Learning about the work of Book Bunk

The main room of the Eastlands Library.

The main room of the Eastlands Library.

Photo credit: John Fox | Nation Media Group

What you need to know:

  • This visit has changed my idea of what a library can be. The Eastlands Library is not just a repository of books; it is a cultural centre and a community meeting place

‘I wish there were places like this all over Kenya,’ Peter said. He had driven me across the city to the Eastlands Library within the Makadara Huduma Centre. And he joined the tour as Lydia Mumbi showed us round the library’s different spaces.

Lydia is the library operations coordinator. She is employed by the Book Bunk Trust that has done such a remarkable job in renovating the library. It was a pleasure to be in such a quiet and airy place after the traffic frenzy of the Lusaka, Jogoo and Nyasa Roads.

But there is much more to the library than that. This visit has changed my idea of what a library can be. The Eastlands Library is not just a repository of books; it is a cultural centre and a community meeting place.

Most of the tables were occupied in the well-lit main room – mainly occupied by young students. And school students who need more support can attend on weekday evenings for extra tuition. For pre-school children, there is a colourful children’s corner. They also have a play-learning area with plenty of Lego pieces to stir their creativity.

There are a number of rooms in the library. One is equipped for screening films and there are shows every Thursday evening and occasionally on Saturdays.

There are rooms for study, music and rest. Outside, there is a small kitchen garden and on its edge a buried time capsule holds written statements by children about what they would like Kenya to be in 10 years’ time. The capsule will be opened on July 21, 2032 at 12.34pm precisely.

Behind the scenes a softer kind of restoration is going on. James Rachier, a member of the inventory team, told us about the ongoing and comprehensive digitisation work that is using the Koha open-source cataloguing application.

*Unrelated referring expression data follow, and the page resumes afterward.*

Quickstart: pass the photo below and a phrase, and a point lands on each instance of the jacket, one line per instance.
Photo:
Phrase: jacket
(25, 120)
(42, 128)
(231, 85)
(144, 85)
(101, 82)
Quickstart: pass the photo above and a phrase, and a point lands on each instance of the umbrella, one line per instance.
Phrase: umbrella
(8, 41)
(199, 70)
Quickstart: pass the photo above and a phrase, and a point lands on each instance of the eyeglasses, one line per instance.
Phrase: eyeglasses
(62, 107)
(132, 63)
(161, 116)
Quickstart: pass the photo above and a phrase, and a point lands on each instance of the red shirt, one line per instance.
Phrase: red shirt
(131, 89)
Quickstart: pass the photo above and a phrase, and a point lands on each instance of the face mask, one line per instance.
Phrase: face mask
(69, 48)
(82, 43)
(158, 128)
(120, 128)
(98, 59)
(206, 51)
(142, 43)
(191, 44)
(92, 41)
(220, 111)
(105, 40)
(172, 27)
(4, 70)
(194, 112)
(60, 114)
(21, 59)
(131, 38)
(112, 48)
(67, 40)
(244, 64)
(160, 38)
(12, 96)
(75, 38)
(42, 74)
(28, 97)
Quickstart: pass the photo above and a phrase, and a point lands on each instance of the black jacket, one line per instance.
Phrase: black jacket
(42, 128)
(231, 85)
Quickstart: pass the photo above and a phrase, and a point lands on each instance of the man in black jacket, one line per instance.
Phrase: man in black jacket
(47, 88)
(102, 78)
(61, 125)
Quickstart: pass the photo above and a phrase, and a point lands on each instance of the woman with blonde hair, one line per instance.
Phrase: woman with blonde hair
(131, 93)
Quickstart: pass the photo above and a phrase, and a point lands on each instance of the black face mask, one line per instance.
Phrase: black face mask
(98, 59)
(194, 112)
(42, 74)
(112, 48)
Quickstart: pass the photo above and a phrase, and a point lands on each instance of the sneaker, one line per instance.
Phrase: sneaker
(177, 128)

When this work is complete, the library will have an efficient management system that will enable it to resume its book lending system.

I had gone to the Eastlands Library after an early morning meeting with Angela Wachuka, who is a founding partner of the Book Bunk Trust. The trigger for the meeting was the visit I had made to Nairobi’s McMillan Memorial Library a couple of weeks ago.

As I wrote in last week’s Going Places, the McMillan Library is a historic institution badly in need of attention. It is the only building in Kenya protected by its own Act of Parliament – the McMillan Memorial Library Act Cap 17 of 1938. But that hasn’t stopped the library’s decline into a sorry state of disrepair. But I discovered that something is now being done by Book Bunk.

Angela explained that they have already renovated the Eastlands and Kaloleni Libraries. She talked about Book Bunk’s mission in their library restoration work in Kenya – a mission she and her founding partner, Wanjiru Koinangi, took on in 2018. They see public libraries as ‘sites of heritage, public art, memory and as critical spaces’.

To start the renovation work in Nairobi involved achieving a partnership with the Nairobi City County; it depended on raising huge sums of money from foundations, corporates and individual donors; it has meant recruiting staff with the required expertise and encouraging volunteers with the right motivation; it has been influenced by the response they have had in community surveys.

Book Bunk has carried out a number of restoration tasks in the McMillan Library: research on the McMillan family and the library’s history; a recording of statements from elderly individuals who have stories to tell about Kenya’s colonial past; digitisation of precious documentary and photographic collections.

Angela said the best way to appraise Book Bunk’s work would be to visit the Eastlands Library. So that is what I did. The physical renovation work on the McMillan Library will start in the New Year. It will be a massive and complicated task. But, from what I saw in Eastlands, Book Bunk is certainly up to it.